6 Types of eCommerce Traffic

If you’re building a financial model for an eCommerce site, there are 6 different types of eCommerce traffic that you can base your entire strategy around. Here’s a little description of each kind, and what you can do to help improve upon each kind of traffic.

1. Organic Search

When you search the web using a search engine (Eg. Google) two types of search results will appear: organic and paid/sponsored. Organic, or the “natural” results, are based upon the quality of content on your website and Google’s algorithms (basically how valuable Google believes you to be for their users). So naturally people would think that sponsored links would get you more traffic, right? WRONG! Research from Marketing Sherpa and Enquiro show that 75% of searchers click the organic listings while 25% click the paid results*. This is why SEO or Search Engine Optimization is so important. SEO helps you to increase your chances of your webpage showing up as high as possible in the Google results when a user searches for a keywords.

2. Direct

When you type a direct URL, or use a bookmark these are considered to be Direct Traffic. This type of web traffic is when visitors come to your website directly, without being referred to by search engines or other websites. So how do you get people to come straight to your website? Branding and Brand Awareness. In order to be top of mind, you need to develop a strong, memorable and unique brand. Or else, no one is going to remember or care much about you. Ensure you have an easy to remember URL, and make your site worth coming to – meaning, your website should excel at what its trying to do… whether that is selling clothing online, providing accurate and detailed how-to’s, or just providing easy to find information.

3. Affiliate / Referral

Affiliate (a.k.a referral) traffic occurs when a third party brings traffic to your website through their own. An affiliate could be individuals who have blogs or forums, content sites, or even newspapers. Generally, these affiliates will put links on their sites for consumers to click through to stores. When individuals do click the links, the affiliate will get a commission but normally only when something is bought. This is called “Cost per Acquisition/Action” or CPA. This is a great way to get third parties to bring traffic to your website and drive sales. Although this is a lower profile source of traffic, it continues to play a significant role in eCommerce marketing strategies!

4. Email

Email traffic is generated from the links that are within commercial messages that you send to your customers. Some examples of emails that can generate traffic: newsletters, transactional emails, and direct emails. All of these should contain links to appropriate sites to generate web traffic. Newsletters are a great way to build your relationship with your customers and increase your brand awareness. Transactional emails are notorious for having a high open / click rate because the email itself was triggered from an important transaction that the customer made – so keep this in mind because it’s a great way to engage with your customers!

5. Online Advertising

Online advertising is a more traditional form of display advertising. One key benefit, is that it is very customizable with regards to content, where your ad is placed and on which website. A popular revenue model for this type of advertising is cost per 1000 views or CPM. Some examples include banner ads, rich media ads, social network advertising, interstitial ads, etc. These advertisements can be static or interactive, and could have audio and video/animation. Some things to keep in mind:
1. Online advertising can be targeted to reach your relevant audience through behavioural, demographic, geographic and site based targeting.
2. Customer engagement and branding is very important because the customer has the power whether or not to click the ad.

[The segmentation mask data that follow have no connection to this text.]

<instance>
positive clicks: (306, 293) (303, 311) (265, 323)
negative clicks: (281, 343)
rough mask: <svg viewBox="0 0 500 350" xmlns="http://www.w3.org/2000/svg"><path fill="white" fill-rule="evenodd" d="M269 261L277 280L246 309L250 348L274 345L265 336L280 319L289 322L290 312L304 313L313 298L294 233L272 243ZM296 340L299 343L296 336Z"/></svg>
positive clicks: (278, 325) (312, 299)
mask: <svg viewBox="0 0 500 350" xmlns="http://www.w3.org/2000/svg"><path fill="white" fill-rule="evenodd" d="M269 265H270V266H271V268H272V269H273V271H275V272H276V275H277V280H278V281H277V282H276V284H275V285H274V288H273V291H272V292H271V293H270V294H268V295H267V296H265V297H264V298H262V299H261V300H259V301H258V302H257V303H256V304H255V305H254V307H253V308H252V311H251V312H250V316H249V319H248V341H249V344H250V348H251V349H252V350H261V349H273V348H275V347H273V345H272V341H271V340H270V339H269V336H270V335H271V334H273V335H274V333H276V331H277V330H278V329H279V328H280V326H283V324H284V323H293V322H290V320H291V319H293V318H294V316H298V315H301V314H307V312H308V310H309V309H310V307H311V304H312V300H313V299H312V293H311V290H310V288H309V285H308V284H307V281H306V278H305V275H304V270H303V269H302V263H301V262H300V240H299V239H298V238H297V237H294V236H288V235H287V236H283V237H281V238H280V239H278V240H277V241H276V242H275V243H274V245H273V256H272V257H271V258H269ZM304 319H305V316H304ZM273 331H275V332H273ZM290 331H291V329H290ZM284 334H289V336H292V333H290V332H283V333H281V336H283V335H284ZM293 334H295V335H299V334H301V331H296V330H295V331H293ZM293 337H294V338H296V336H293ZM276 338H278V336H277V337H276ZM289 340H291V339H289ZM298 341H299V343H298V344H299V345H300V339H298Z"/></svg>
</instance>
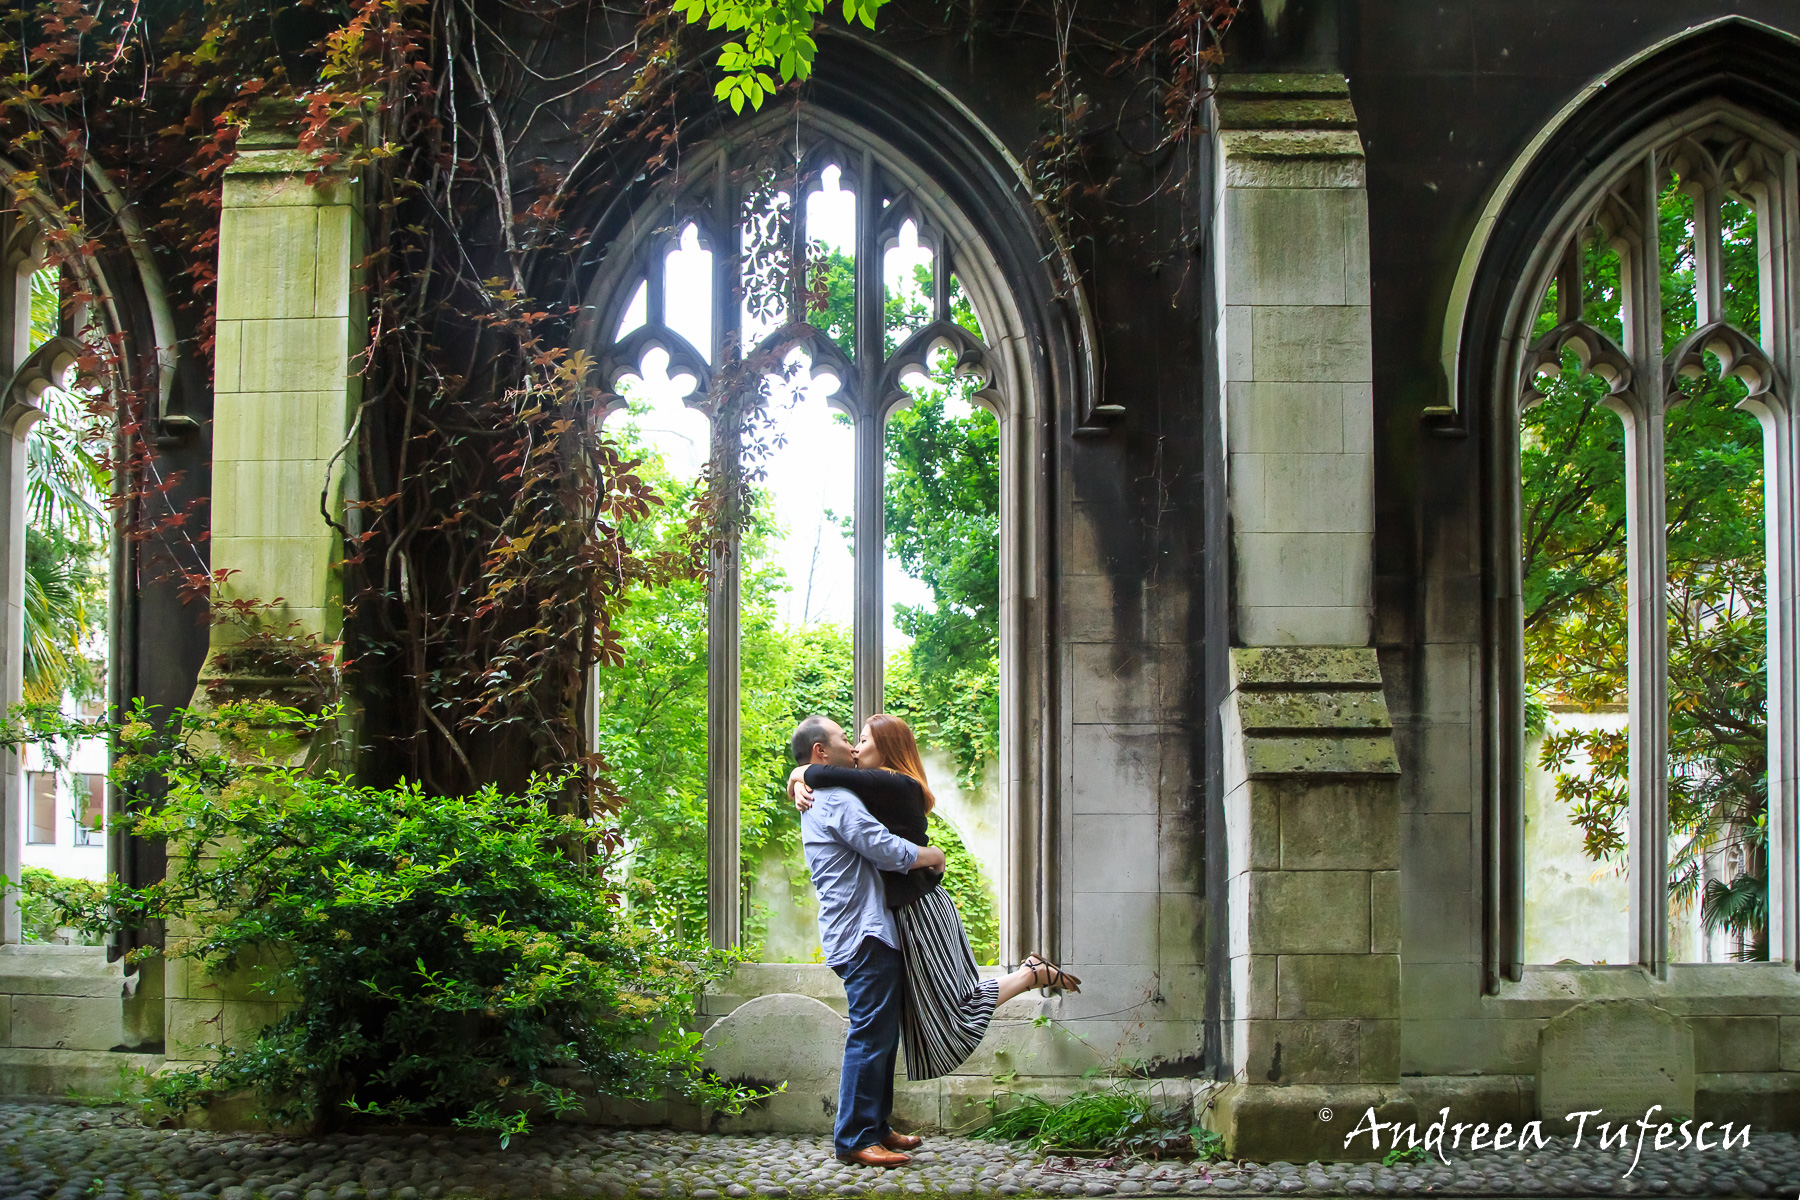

6. Paid Search (Google Ad Words)

Paid/ Sponsored links normally appear at the top of your search results list in a light yellow background as well as on the right hand side of your page. This is essentially advertising and can be referred to as pay per click ads. Pay per click (or PPC) means you pay for how often people click on your ad and visit your website… NOT how many times your ad is shown (which is called an impression). Google AdWords is an auction in real time where you pay when Google sends visitors to your website and the price is based upon the competitiveness of key words. If you’re just starting out, you should consider doing a small PPC ad campaign to test what your best keywords might be. Although SEO is great in the sense that it’s free, it can take weeks before you rank well among your keywords.